Don’t Tell Me How to Defend My Family

Don’t Tell Me How to Defend My Family July 25, 2012

As a conservative, I’m going to admit to a guilty pleasure — I love On Point with Tom Ashbrook, an NPR talk radio show based in Boston.  Ashbrook covers fascinating topics, draws excellent guests, and is an effective and fair interviewer.  This week Wade Goodwyn is filling in as host, and yesterday he focused on the gun control debate following the Aurora massacre.  One of his guests, Dan Gross, president of the Brady Campaign, kept making a demonstrably flawed argument: That civilian gun-owners would make mass shootings more dangerous.  In fact, civilian gun-owners have stopped mass shootings in their tracks.

But that’s not the main topic of my post.  I want to deal with the renewed call for an “assault weapons” ban.  Again and again I hear a variation on the same argument: Assault weapons aren’t good for hunting, nor do you need a high capacity magazine for a shooting range, so let’s ban them.  Here’s Jon Meacham Time:

And I know this too: the kind of assault rifle used in the Aurora massacre — an AR-15, which is essentially a civilian version of the military’s M-16 — has no sporting purpose save playacting, in which the shooter is in some kind of combat situation.
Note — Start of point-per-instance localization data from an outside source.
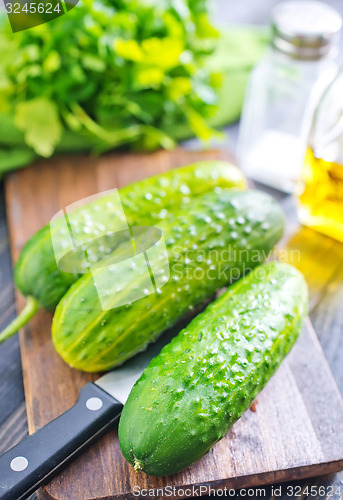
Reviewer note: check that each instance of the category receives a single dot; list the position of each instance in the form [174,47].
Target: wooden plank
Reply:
[295,429]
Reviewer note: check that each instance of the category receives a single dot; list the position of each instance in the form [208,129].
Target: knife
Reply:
[29,464]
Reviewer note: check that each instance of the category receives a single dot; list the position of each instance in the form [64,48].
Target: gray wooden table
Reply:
[327,316]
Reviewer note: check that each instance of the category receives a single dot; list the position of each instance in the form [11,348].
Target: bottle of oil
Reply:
[320,193]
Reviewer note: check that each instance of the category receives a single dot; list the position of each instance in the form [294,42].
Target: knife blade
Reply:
[30,463]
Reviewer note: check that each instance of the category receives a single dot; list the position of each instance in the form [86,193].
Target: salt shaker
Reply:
[284,89]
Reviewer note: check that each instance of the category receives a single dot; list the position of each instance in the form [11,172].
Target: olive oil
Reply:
[321,195]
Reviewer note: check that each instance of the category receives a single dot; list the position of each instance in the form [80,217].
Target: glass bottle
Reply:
[283,90]
[320,192]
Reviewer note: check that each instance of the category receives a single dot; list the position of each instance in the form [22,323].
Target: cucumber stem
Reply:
[32,306]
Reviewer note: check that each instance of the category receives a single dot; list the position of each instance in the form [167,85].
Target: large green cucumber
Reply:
[203,381]
[36,273]
[218,239]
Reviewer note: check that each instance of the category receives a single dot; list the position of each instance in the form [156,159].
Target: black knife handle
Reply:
[31,462]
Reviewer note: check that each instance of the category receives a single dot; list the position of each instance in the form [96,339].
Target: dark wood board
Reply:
[296,428]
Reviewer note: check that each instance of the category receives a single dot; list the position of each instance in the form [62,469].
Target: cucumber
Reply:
[221,236]
[203,381]
[36,273]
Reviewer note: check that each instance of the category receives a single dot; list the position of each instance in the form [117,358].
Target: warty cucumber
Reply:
[202,382]
[221,236]
[36,272]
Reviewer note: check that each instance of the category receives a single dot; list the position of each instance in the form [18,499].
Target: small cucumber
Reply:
[203,381]
[36,273]
[220,237]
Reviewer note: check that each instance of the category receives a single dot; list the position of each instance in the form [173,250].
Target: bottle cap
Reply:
[305,29]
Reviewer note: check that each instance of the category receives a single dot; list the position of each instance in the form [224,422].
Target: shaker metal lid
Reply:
[305,29]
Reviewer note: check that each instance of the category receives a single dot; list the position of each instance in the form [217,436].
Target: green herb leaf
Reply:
[39,120]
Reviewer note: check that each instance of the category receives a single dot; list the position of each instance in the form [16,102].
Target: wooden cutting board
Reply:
[294,429]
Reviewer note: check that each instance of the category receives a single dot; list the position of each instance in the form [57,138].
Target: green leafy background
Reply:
[132,74]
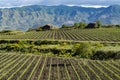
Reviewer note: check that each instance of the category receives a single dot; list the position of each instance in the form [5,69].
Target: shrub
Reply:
[83,50]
You don’t need an AR-15 to hunt, and you certainly don’t need the high-capacity magazine that was reportedly used even if your interest is target shooting on a range.

My response is simple: Don’t tell me how to defend my family.  We live in rural Tennessee (“when seconds count; the police are only minutes away”), we’ve already had one strange incident where a man came uninvited to our home demanding to talk to Nancy and me, and I can’t rely on police who will show up just in time to place yellow tape around the crime scene.  Given my training and my comfort level with firearms, I prefer to use either a 9mm semi-automatic or my M4-variant AR-15 for home defense.  Heck, I slept with those weapons when I was in Iraq, can strip and clean them with my eyes closed (well, almost), and can handle them comfortably and safely.
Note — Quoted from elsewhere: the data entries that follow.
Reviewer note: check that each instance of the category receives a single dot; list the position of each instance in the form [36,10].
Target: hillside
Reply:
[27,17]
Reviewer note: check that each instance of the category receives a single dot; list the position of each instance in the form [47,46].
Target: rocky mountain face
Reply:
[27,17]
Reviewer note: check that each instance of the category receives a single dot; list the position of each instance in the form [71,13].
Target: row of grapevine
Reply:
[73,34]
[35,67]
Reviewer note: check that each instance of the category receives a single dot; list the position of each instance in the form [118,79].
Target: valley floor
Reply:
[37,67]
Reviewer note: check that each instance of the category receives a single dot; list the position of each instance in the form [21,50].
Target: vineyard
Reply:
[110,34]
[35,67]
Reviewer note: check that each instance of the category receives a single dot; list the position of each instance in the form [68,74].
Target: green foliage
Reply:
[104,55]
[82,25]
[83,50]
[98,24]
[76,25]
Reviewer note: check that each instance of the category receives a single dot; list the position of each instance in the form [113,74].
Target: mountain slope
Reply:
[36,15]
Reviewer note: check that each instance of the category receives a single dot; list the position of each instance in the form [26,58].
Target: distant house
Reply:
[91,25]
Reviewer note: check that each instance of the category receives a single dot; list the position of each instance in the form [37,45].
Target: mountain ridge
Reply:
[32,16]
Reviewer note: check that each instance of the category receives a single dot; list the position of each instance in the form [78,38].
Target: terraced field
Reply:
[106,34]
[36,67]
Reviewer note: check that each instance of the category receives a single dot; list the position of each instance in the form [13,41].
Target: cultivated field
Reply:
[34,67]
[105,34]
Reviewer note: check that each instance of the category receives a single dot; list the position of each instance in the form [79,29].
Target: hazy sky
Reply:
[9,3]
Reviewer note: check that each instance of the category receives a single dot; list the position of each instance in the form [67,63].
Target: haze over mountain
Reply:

I know those choices may be tactically debatable (there’s good arguments for a shorter-barreled shotgun or a larger caliber pistol), but they work for me.  As a husband and father, I feel a deep and sacred responsibility to protect my wife and children.  And the idea that my ability to do so could or should be compromised because someone believes that my chosen weapon doesn’t have “sporting use” is, frankly, appalling.
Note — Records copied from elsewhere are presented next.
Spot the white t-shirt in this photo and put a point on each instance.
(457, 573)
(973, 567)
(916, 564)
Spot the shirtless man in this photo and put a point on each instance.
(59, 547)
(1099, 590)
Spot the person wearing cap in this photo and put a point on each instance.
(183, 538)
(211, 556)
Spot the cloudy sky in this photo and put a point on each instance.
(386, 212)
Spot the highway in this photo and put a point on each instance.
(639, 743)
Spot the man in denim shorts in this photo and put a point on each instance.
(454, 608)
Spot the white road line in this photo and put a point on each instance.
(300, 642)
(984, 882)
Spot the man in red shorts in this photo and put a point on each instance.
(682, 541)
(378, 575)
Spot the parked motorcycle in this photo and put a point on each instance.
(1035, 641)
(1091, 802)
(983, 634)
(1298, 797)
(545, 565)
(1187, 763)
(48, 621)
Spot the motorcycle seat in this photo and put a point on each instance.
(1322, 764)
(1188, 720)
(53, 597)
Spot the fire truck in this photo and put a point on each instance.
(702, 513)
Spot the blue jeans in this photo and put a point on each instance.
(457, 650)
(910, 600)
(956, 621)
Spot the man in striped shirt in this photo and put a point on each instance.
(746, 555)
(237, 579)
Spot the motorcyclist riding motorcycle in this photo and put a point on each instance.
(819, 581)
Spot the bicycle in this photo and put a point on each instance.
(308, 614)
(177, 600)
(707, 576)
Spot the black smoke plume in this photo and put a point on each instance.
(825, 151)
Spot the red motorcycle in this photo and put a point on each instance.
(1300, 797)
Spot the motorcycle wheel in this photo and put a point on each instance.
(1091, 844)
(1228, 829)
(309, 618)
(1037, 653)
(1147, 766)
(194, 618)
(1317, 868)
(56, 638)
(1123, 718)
I have no problems with background checks, with denying weapons to the mentally ill, or (critically) working to patch holes in a porous mental health system that allows all-too-many dangerous men and women to walk free.  I do, however, have a problem with a mindset that would leave me potentially outgunned by criminals and — even worse — delegating my defense to brave men and women who (despite all their courage) couldn’t possibly help my family in the moments when we’d need them most.